Having finally got back on the victory trail again in this weekend's Hungarian Grand Prix following nine long months away from the podium, reigning F1 World Champion Lewis Hamilton has promised to keep pushing hard to return to the top step on a regular basis – as he admitted that it was 'an incredible feeling to be back'.
Off the back of title glory in 2008, Hamilton and McLaren have endured an abject season this year so far, with the MP4-24 proving to be off the pace from the word 'go' – a staggering 2.5 seconds when it first took to the winter test tracks – and frequently incapable of battling for points, let alone anything else.
An upgrade package for the German Grand Prix at the Nürburgring a fortnight ago, however, produced a marked improvement to the aerodynamically-afflicted contender – enabling the Stevenage-born ace to line up fifth on the starting grid – and the tight, twisty nature of the Hungaroring was always expected to be even more to the car's liking. So it would prove.
Quickest in two of the three free practice sessions and rapid in the initial phases of qualifying, Hamilton was tipped in some quarters as a genuine contender for pole – and he admitted afterwards to being a touch disappointed with fourth. On race day, though, the 24-year-old would more than make amends, using his KERS to good effect to vault past front row-sitter Sebastian Vettel into third when the starting lights went out, very nearly also stealing second off the sister Red Bull Racing of Mark Webber too before intelligently finding a way past around the outside of turn two just a handful of laps later.

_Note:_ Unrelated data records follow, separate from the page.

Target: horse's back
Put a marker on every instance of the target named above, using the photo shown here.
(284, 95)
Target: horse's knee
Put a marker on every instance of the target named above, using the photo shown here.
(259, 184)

From there, he gave chase to former team-mate Fernando Alonso in the Renault, whittling down the Spaniard's margin over him by dint of a series of fastest laps, and when his quarry pitted and subsequently dropped out of the action due to an errant wheel, Hamilton was suddenly in the lead.

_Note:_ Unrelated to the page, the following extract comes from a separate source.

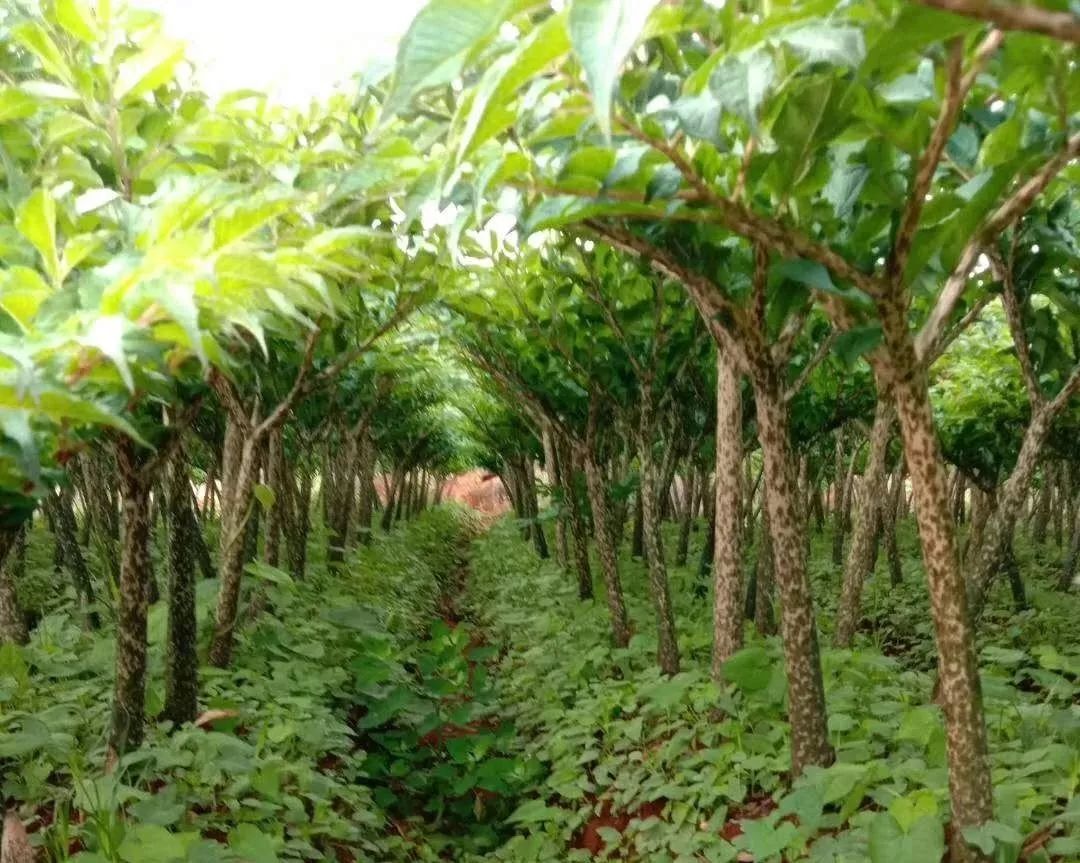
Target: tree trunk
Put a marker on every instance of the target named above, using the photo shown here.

Benefitting from his own strong pace and pit-stop calamities for his pursuers – Webber and Ferrari's Kimi Raikkonen chief amongst them – the British star pulled inexorably away much in the manner of his nine previous triumphs from the last two years, and he would take the chequered flag with more than ten seconds in-hand over the Finn for an entirely unanticipated success. Hamilton had insisted ahead of the race that McLaren was not yet ready to win again. Happily for him and his team, he was wrong.
“It's an incredible feeling to be back on the top spot after what feels like such a long time and such a struggle,” he enthused afterwards. “This was one of my best races – I never gave up and, more importantly, neither did anyone in this team. I'm so proud of all the guys. We didn't expect to win today – we didn't think we quite had the overall pace – but the car was just perfect to drive. It felt fantastic for the entire race.

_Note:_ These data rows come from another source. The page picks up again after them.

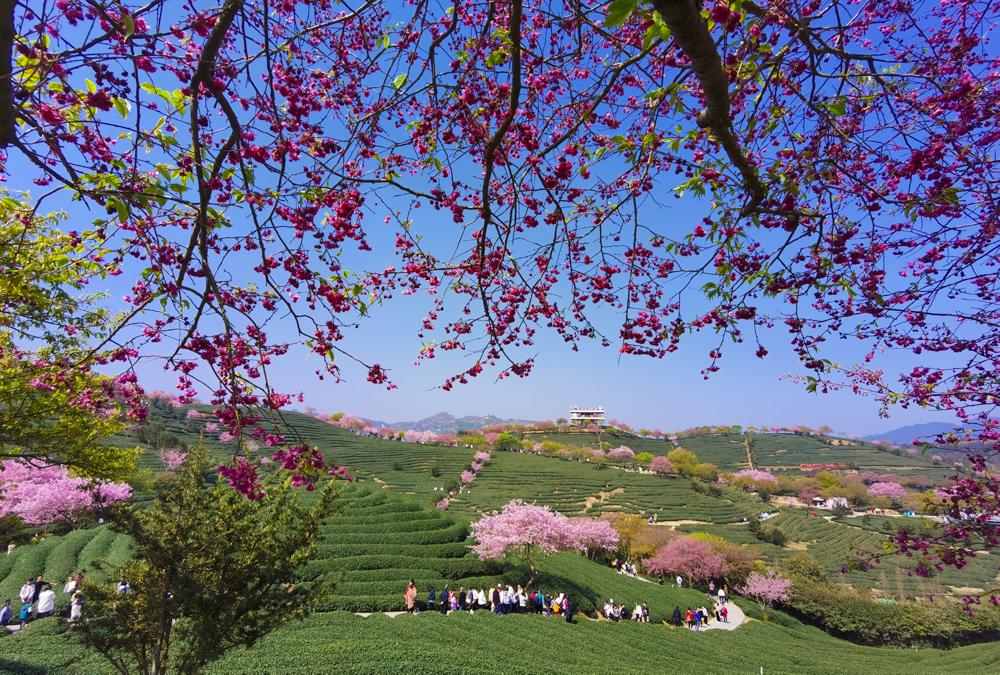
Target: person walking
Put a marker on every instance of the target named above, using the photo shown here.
(27, 591)
(46, 602)
(410, 596)
(76, 607)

“We need to take as much as we can from this weekend. We'll continue to push, because that's the only way this team knows. Now we want to be winners on a regular basis. Finally, my thoughts are with Felipe [Massa] today. Despite our celebrations, it's important to remember that there's a guy lying in a hospital bed tonight, and I think I speak on behalf of everyone when I say that we all had Felipe in our hearts and minds today and we wish him a speedy recovery.”
Team-mate Heikki Kovalainen in the sister Silver Arrow, for his part, had a rather more frustrating race, holding position in sixth at the start and moving into podium contention with a long first stint and strong middle part of the race as he pressurised Webber for third, only to be forced to settle for fifth in the final reckoning after encountering overheating front tyres and frustratingly ceding position to Nico Rosberg during the second round of pit-stops.